La actividad de las fábricas no recibe ningún aporte financiero por parte del Estado nacional o de las provincias, tampoco existe un régimen especial que le genere reducciones o beneficios impositivos. “El sector se autofinancia y todo el crecimiento está sustentado en la inversión privada de los constructores. Con el gobierno actual estamos trabajando en todas las áreas específicas relacionadas con la producción y hay mucha colaboración y ganas de que esto crezca, como también sucedió en los 3 gobiernos anteriores. Para ser franco, sin la ayuda de todo el arco político, esta ley hoy no sería una realidad. Y esto se dio gracias al entendimiento de todos quienes priorizaron el bien común para que se desarrolle el sector y, a través de él, podamos mostrar al mundo lo que hacemos en nuestro país”, reconoce Eduardo.

Un balance positivo

Pasaron 12 años desde la creación de ACIARA y seis desde la reglamentación de la ley. El balance que hace Bosch es muy positivo. “No es menor el hecho de que ya existan 22 fábricas, más las que se están inscribiendo, sumado esto a los autos que fueron patentados. Imagino y vislumbro un futuro muy interesante, en donde las exportaciones de productos con un altísimo valor agregado estén en el centro de la escena".

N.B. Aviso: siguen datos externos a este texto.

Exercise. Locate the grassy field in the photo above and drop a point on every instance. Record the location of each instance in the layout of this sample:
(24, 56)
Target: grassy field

El hecho de volver a dar mano de obra a personas que estaban relegadas de sus especialidades y oficios, sumado al hecho de que este sector le pueda dar techo y estudio a los hijos de estos especialistas, es importantísimo.

"Históricamente, Argentina fue muy potente respecto a la producción de automotores, con empresarios muy visionarios que invirtieron mucho. Creo que debemos retomar esa senda, pues el beneficio para el país y para todos será enorme. En ello estamos. Invitamos a los constructores a seguir sumándose”, concluye Bosch.

G.F.

* Nota publicada originalmente Autohistoria.